The Roger was a bit ahead of it's time. 

I remember people needlessly said it was non UCI legal back in the day, but it that wasn't really important for us non UCI racing riders anyways.

Cross + Disc is sweet. I currently ride a Specialized Crux disc and highly recommend a cross disc bike as a do all. Especially fun on fire road descents.

I wish I bought that demo Roger I had for two weeks back in 2008-ish or so. I think these Rogers were only made for two model years.


----------



## Mountain Cycle Shawn (Apr 16, 2013)

They should bring Roger back!


----------



## rti27 (Dec 7, 2012)

2009 San Jose Pro is pretty cool!


----------



## Mountain Cycle Shawn (Apr 16, 2013)

No disc brakes!


----------



## rti27 (Dec 7, 2012)

this guy doesn't like disc brakes.


----------



## Mountain Cycle Shawn (Apr 16, 2013)

rti27 said:


> this guy doesn't like disc brakes.


Because he has never tried them. Like it or not, they are coming.


----------



## rob1035 (May 25, 2007)

The 09 San Jose frame and fork were definitely disc compatible...


----------



## Mountain Cycle Shawn (Apr 16, 2013)

rob1035 said:


> The 09 San Jose frame and fork were definitely disc compatible...


Please explain? Because, I don't see it.


----------



## rob1035 (May 25, 2007)

my 2009 San Jose has disc tabs on the frame and the steel OEM fork, if I recall correctly the years before and after did not for some reason...


[please ignore the pink wheels ]


----------



## Mountain Cycle Shawn (Apr 16, 2013)

Anyone happen to know what the sizing is like on these? I'm an average 5'9". I found a 52 for sale. But, don't know if that is to small. The next size up is 55 and that's what I've been looking for, but can't find one. But, I think the 55 starts at 5'10".


----------



## Mountain Cycle Shawn (Apr 16, 2013)

Leslie630 said:


> Any chance someone knows what size bottom bracket (axle legnth) the Roger takes?


I want to say 108mm for some reason.

Do you own one?


----------



## Mountain Cycle Shawn (Apr 16, 2013)

rob1035 said:


> my 2009 San Jose has disc tabs on the frame and the steel OEM fork, if I recall correctly the years before and after did not for some reason...
> 
> 
> [please ignore the pink wheels ]


Oh, I see. The ones I saw didnt have that. I'll have to look some more. Pink wheels and rain bows. Who am I to judge?


----------



## tihsepa (Nov 27, 2008)

Mountain Cycle Shawn said:


> Oh, I see. The ones I saw didnt have that. I'll have to look some more. Pink wheels and rain bows. Who am I to judge?

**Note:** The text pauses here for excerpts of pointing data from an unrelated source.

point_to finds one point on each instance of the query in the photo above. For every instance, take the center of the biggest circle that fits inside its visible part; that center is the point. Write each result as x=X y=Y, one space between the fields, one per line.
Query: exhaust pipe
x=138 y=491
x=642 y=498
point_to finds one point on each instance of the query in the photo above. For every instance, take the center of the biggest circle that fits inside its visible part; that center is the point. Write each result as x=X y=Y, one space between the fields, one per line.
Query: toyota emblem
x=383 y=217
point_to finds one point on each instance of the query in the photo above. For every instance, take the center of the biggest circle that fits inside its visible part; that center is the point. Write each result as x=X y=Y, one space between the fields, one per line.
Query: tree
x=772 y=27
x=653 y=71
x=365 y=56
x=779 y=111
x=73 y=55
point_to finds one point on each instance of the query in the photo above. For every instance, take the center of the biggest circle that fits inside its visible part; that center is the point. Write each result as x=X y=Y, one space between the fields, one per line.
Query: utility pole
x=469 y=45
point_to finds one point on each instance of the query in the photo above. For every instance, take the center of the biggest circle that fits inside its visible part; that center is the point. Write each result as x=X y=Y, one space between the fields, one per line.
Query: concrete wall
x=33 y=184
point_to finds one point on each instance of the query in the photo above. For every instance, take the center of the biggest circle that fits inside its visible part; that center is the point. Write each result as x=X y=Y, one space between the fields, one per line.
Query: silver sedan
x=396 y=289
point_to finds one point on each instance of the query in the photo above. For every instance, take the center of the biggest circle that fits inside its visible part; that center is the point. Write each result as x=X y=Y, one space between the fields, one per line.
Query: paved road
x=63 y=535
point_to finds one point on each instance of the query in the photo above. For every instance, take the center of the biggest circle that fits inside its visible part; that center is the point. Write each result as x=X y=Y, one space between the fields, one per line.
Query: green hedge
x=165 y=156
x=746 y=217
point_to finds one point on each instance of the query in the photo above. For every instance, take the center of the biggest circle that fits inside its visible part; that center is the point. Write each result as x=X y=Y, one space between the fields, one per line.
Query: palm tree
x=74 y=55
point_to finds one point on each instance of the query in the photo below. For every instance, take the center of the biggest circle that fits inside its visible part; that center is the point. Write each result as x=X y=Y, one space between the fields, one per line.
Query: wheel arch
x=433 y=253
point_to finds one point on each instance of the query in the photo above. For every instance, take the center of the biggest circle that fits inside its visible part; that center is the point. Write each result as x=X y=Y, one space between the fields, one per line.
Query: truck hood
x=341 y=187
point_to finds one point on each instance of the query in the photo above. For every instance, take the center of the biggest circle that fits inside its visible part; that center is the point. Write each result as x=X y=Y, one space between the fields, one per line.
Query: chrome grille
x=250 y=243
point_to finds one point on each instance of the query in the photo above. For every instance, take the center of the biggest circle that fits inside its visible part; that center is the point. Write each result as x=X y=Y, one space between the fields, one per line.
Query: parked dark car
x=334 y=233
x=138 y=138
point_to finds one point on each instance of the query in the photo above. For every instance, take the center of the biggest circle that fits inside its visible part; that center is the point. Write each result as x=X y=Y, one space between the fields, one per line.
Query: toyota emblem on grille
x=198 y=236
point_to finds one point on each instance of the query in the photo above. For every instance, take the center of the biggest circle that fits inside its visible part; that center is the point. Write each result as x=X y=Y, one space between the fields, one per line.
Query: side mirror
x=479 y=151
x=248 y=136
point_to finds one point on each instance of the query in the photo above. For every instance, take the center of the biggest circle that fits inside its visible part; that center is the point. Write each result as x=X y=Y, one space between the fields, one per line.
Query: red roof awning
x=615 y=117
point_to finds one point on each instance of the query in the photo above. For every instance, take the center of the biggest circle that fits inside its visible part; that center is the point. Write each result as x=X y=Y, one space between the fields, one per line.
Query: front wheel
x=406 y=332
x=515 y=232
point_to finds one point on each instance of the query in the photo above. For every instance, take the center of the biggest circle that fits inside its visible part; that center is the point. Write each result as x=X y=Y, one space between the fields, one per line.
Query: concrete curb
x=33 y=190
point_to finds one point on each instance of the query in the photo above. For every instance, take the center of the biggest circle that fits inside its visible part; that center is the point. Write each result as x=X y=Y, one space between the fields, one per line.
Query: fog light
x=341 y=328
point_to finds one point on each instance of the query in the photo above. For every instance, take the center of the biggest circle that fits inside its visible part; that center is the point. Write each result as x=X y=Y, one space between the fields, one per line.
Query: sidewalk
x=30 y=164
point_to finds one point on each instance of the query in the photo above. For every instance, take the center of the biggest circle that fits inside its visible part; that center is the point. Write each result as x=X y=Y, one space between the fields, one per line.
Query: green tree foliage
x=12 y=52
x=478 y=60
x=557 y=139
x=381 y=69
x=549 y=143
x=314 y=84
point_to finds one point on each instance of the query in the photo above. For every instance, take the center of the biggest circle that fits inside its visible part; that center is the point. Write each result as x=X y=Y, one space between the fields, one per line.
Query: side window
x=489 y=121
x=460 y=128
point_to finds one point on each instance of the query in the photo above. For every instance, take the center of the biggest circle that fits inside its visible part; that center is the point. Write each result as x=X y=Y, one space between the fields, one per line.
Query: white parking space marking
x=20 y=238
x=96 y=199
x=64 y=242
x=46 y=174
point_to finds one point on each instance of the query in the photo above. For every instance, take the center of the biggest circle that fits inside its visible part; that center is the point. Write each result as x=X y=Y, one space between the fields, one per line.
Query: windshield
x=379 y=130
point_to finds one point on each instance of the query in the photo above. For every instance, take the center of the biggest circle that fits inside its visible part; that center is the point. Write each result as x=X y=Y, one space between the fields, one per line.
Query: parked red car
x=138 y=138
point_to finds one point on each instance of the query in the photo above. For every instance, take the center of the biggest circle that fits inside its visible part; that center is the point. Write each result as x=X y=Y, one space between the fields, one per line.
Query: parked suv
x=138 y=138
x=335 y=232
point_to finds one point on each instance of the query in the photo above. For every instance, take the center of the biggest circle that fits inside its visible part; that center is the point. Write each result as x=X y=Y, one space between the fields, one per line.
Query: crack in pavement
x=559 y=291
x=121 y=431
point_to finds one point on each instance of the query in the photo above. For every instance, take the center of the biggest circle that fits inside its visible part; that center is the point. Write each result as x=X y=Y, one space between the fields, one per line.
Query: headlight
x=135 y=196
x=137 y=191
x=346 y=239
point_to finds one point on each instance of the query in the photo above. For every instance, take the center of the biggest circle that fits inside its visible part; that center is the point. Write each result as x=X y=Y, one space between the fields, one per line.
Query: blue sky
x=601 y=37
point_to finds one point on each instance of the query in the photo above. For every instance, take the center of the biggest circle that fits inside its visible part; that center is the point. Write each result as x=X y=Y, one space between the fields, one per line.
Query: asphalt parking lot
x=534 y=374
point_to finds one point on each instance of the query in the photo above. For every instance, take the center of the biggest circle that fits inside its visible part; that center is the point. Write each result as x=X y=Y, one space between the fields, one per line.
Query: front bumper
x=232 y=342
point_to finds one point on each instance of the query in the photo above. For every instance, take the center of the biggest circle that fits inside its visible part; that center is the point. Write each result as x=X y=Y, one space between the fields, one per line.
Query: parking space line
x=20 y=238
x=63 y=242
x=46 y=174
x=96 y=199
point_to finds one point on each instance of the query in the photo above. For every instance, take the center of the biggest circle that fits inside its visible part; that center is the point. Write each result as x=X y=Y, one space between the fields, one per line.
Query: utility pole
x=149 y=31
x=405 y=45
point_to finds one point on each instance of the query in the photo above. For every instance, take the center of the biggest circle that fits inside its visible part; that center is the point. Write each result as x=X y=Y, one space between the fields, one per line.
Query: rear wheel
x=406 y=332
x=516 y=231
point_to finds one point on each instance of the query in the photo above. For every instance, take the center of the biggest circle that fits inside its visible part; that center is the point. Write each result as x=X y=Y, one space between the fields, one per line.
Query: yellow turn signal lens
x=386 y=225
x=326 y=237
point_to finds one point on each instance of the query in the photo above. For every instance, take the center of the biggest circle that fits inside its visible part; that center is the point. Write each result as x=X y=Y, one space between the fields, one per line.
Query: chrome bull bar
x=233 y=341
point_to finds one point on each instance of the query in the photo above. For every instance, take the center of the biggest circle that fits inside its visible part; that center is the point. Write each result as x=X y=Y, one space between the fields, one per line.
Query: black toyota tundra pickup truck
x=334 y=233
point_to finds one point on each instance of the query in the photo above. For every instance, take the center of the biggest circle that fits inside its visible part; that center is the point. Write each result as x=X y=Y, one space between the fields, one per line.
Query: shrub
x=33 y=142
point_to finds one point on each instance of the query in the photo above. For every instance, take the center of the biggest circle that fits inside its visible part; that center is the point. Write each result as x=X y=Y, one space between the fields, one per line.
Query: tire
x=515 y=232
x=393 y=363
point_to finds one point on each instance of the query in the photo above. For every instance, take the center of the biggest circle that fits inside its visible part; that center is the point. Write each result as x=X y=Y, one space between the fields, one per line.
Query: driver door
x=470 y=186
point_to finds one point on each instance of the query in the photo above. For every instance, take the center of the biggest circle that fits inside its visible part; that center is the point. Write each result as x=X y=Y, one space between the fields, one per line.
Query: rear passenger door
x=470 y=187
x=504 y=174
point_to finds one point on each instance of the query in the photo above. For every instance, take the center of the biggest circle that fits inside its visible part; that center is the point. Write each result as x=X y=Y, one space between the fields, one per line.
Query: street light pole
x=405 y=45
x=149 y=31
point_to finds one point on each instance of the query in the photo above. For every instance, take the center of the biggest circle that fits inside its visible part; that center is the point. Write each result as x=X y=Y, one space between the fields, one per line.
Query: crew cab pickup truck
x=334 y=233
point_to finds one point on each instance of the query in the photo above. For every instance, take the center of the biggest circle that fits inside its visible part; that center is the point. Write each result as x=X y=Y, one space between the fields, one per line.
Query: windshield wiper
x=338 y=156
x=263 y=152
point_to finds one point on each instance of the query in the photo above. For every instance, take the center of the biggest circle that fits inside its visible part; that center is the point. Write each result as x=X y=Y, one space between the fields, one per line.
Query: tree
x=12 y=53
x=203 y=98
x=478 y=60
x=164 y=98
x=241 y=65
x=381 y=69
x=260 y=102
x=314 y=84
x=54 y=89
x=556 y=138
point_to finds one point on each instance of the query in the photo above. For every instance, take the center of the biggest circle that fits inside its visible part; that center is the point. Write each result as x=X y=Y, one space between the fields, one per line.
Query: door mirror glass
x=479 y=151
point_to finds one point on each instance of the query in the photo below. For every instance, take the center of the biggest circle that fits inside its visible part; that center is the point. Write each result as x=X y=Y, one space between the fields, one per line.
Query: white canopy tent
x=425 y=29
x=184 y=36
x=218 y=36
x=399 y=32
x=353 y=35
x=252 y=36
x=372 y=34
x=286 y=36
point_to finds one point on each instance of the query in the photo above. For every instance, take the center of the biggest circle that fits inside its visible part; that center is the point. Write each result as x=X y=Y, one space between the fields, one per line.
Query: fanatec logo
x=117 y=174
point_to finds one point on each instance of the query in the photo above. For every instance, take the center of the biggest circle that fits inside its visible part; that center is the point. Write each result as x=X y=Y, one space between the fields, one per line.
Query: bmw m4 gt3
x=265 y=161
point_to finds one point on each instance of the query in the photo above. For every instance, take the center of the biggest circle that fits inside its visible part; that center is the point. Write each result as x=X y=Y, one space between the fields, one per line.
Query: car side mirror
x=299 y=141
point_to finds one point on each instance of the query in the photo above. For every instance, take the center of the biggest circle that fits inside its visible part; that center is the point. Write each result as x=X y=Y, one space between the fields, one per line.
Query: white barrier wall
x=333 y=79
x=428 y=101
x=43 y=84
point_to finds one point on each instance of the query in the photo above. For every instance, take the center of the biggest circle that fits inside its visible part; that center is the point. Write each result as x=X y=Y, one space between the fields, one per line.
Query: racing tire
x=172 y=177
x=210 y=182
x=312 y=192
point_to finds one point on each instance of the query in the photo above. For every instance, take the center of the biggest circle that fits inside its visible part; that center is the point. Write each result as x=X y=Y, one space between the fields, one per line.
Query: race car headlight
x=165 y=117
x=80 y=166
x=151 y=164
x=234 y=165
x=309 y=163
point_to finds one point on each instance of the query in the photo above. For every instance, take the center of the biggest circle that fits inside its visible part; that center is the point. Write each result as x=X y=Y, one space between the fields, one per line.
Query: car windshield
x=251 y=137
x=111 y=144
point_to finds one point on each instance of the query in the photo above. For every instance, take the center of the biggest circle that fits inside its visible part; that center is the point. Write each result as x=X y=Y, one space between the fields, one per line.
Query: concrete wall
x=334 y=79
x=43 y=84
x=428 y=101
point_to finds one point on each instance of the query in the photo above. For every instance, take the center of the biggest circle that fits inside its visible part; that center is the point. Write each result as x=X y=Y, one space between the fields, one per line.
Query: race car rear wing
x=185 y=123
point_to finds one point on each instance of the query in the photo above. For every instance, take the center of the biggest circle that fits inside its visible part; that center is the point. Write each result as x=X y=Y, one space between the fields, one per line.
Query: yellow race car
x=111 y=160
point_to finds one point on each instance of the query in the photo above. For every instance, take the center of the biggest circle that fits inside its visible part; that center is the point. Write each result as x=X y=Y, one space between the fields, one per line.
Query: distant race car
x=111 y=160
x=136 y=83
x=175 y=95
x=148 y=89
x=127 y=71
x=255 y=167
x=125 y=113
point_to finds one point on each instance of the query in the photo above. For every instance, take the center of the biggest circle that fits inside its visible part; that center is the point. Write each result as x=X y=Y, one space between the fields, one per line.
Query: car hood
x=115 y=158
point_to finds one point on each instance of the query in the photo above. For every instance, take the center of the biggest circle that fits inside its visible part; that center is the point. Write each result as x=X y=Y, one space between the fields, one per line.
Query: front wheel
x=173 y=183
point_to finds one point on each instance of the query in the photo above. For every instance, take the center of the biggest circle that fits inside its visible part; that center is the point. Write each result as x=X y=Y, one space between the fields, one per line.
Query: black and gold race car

You know those are not rainbows right?

Nice San Jose BTW.


----------



## Mountain Cycle Shawn (Apr 16, 2013)

Mountain Cycle Shawn said:


> Anyone happen to know what the sizing is like on these? I'm an average 5'9". I found a 52 for sale. But, don't know if that is to small. The next size up is 55 and that's what I've been looking for, but can't find one. But, I think the 55 starts at 5'10".


Anyone?


----------



## pretender (Sep 18, 2007)

I think it's a mistake to get the wrong frame size even if it's a great deal. Plenty of bikes out there.


----------



## Mountain Cycle Shawn (Apr 16, 2013)

pretender said:


> I think it's a mistake to get the wrong frame size even if it's a great deal. Plenty of bikes out there.


I think I'm right between the 52 and 55.


----------



## pretender (Sep 18, 2007)

I can't find a geometry chart, but my HAG is that the 55 is right for you, since the bike also came in 57, 59, and 61. 52 would probably be too small.


----------



## Mountain Cycle Shawn (Apr 16, 2013)

pretender said:


> I can't find a geometry chart, but my HAG is that the 55 is right for you, since the bike also came in 57, 59, and 61. 52 would probably be too small.


Ok, thanks. I'm not sure what HAG means though.


----------



## pretender (Sep 18, 2007)

Half-a$$ed guess.


----------



## Mountain Cycle Shawn (Apr 16, 2013)

I think it's probably a pretty good guess. I sure wish one or both sizes.


----------



## Mountain Cycle Shawn (Apr 16, 2013)

What headset does the Roger take? Is it just a standard integrated headset?


----------